In today’s branding circles, there are the image geeks and the type geeks—the latter of whom frequently extol the virtuous presence of a perfectly crisp finial or manual kerning. For an increasingly visual reader demographic, typography can speak louder than the words it treats to convey the more elusive essentialities of a brand—personality, tone, age. But too often in this space, form trumps function; beauty rules purpose. It’s rare to see a typeface that is as lovely as it is legible—it’s even more rare to see a typeface that is lovely, legible, utilitarian, and on-brand. It’s this reality that makes the story of the Castledown font—created for students learning to read and write at the Castledown Primary School in East Sussex, England—all the more unusual.
Neil Small, a former teacher-turned-headmaster of Castledown Primary, was frustrated by a not-uncommon concern in our era of universal design: standard library fonts used in workbooks were dull and hard to read for students with dyslexia. When he first contacted Colophon Foundry, a London type studio, he had a clean typeface in mind— one shaped closely to young learners’ natural writing patterns. His request came with an extra layer of complexity and seeming impossibility: Small believed that the right font could be a learning tool in and of itself—a scaffold that would improve all students’ reading and writing practices.

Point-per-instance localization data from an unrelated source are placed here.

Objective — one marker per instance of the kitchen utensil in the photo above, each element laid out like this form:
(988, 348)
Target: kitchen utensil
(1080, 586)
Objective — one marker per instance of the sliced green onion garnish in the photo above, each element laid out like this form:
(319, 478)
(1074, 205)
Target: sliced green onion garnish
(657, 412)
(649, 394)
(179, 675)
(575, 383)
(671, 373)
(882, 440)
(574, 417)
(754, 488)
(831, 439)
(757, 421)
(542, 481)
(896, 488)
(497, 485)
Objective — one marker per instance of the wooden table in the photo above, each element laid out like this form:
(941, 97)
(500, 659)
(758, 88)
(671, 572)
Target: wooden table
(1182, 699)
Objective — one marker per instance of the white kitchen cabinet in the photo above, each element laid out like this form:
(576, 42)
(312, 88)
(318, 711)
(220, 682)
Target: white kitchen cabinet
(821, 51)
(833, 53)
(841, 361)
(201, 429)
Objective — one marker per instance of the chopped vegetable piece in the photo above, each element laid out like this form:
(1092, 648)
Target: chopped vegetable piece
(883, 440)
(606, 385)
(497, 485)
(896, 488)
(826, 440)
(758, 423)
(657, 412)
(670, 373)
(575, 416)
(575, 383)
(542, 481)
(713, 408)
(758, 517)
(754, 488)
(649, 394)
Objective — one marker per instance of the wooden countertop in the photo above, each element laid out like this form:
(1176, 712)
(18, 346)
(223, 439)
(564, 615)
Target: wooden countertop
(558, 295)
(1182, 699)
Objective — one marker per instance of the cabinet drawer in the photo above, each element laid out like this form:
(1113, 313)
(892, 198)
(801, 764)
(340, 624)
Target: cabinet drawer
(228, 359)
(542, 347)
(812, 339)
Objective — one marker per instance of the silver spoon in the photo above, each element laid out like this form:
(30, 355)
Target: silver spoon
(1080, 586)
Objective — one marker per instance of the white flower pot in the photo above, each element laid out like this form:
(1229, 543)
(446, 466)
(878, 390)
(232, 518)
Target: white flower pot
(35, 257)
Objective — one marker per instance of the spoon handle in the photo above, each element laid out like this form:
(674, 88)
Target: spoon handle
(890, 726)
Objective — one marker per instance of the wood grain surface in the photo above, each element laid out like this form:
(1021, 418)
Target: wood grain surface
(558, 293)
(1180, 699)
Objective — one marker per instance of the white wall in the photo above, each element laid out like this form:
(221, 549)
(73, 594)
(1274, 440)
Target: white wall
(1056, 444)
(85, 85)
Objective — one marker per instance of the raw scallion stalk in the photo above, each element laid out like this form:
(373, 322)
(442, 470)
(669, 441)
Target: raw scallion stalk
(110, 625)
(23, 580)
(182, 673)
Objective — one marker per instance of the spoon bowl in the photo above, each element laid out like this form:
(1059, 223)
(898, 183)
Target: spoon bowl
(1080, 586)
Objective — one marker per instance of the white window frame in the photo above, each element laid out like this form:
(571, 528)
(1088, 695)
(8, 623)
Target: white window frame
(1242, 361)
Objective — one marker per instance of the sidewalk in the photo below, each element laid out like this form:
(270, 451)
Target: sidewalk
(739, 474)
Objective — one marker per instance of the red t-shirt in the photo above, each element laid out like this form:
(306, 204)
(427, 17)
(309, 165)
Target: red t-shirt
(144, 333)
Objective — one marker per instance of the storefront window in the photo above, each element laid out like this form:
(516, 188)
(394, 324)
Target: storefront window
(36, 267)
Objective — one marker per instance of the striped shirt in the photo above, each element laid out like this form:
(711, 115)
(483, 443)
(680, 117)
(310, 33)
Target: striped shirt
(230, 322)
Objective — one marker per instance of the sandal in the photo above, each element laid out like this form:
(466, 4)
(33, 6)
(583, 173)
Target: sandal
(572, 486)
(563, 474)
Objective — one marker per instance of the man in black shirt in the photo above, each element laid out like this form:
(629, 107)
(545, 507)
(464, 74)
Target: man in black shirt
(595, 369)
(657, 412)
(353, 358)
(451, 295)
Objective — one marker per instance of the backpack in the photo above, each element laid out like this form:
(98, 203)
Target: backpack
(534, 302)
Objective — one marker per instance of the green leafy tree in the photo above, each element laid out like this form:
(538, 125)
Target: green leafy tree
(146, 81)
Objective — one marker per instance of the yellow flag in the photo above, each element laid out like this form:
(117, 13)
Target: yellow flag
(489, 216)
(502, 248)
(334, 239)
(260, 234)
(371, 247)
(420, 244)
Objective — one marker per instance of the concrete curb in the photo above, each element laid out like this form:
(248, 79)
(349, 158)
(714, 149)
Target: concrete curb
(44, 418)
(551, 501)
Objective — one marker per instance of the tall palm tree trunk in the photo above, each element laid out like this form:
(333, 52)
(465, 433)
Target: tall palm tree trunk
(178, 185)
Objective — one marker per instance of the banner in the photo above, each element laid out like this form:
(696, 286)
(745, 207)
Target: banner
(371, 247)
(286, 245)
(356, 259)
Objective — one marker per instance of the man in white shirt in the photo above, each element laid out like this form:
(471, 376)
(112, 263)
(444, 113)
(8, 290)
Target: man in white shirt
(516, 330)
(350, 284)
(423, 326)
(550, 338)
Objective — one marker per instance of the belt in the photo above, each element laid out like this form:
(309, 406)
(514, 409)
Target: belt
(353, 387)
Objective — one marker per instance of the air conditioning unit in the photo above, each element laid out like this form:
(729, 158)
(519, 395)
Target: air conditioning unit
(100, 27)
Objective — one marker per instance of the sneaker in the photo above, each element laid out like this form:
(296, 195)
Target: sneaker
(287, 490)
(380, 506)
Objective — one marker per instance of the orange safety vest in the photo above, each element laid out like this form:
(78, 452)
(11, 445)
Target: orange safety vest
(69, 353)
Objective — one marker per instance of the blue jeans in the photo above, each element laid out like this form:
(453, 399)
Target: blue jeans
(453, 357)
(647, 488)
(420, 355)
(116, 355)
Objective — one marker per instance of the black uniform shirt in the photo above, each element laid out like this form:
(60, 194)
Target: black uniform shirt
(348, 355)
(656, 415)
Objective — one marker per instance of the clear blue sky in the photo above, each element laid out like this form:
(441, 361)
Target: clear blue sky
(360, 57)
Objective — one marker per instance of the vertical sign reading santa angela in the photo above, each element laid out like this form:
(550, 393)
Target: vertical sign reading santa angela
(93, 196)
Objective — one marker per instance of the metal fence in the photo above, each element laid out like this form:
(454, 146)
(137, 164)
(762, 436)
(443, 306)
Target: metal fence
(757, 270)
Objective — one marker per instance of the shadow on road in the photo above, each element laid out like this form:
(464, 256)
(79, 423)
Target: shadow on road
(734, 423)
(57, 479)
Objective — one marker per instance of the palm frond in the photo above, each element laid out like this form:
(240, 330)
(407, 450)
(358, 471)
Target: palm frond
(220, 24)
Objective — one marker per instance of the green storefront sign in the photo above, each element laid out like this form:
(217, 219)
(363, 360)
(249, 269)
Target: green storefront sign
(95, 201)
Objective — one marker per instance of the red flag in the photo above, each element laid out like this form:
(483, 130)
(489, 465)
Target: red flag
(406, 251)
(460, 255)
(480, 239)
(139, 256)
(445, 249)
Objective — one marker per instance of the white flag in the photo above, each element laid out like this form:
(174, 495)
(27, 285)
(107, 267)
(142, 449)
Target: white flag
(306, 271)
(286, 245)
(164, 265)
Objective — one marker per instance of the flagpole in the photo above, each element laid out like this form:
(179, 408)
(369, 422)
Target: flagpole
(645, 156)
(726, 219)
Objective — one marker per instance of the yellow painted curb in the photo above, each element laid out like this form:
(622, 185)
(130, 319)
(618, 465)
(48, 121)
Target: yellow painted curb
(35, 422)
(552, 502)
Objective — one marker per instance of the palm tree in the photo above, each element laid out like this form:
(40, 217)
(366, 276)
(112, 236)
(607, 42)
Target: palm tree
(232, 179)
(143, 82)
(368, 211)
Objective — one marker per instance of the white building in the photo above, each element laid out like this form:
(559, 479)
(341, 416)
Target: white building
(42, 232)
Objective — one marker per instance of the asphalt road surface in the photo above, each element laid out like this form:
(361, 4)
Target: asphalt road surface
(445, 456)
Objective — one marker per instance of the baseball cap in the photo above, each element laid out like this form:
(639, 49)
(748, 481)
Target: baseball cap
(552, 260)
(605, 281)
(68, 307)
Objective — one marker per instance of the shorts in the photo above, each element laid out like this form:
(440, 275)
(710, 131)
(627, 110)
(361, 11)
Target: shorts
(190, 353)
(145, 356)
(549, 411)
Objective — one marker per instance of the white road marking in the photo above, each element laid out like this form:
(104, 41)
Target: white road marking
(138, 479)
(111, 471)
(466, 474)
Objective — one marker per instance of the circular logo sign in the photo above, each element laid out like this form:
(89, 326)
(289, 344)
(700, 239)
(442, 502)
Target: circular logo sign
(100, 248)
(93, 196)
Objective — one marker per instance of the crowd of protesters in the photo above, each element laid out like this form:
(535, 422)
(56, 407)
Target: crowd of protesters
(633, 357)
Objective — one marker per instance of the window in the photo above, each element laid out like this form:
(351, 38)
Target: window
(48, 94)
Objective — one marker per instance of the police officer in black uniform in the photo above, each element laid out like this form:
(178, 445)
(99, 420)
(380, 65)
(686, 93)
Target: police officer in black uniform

Colophon designers Edd Harrington and Anthony Sheret spent a month with Castledown students, immersed in observing the minute details of their letter placement, pressure points, licks and type preferences as they traced out their letters and first words—contextualizing their findings against accessible design tenets. The namesake custom design they unveiled has now been in use at the primary school for a year. And beyond making it indeed easier for all students to trace, replicate, and read without issue, the Castledown typeface has become the school brand —its friendly curves and inclusive feel extended to a whole new audience of readers via the Castledown Primary website and print collateral.
While a month-long, audience deep dive isn’t always possible in type design, attention to the subtlety of real-life “typography” is and should be. The otherwise unnoticed oscillations of a pencil, or the intrinsic, human patterns of letter formation are precisely what make for designs that go beyond brand, legibility, and utility to refreshingly personal intimacy—the kind that translates across workbooks, mediums, and audiences. In this case, the story of one primary school’s pursuit of a deeper purpose through workbook type design provides an inspired lesson in visual communication—the kind that all true type geeks and branding experts can get behind.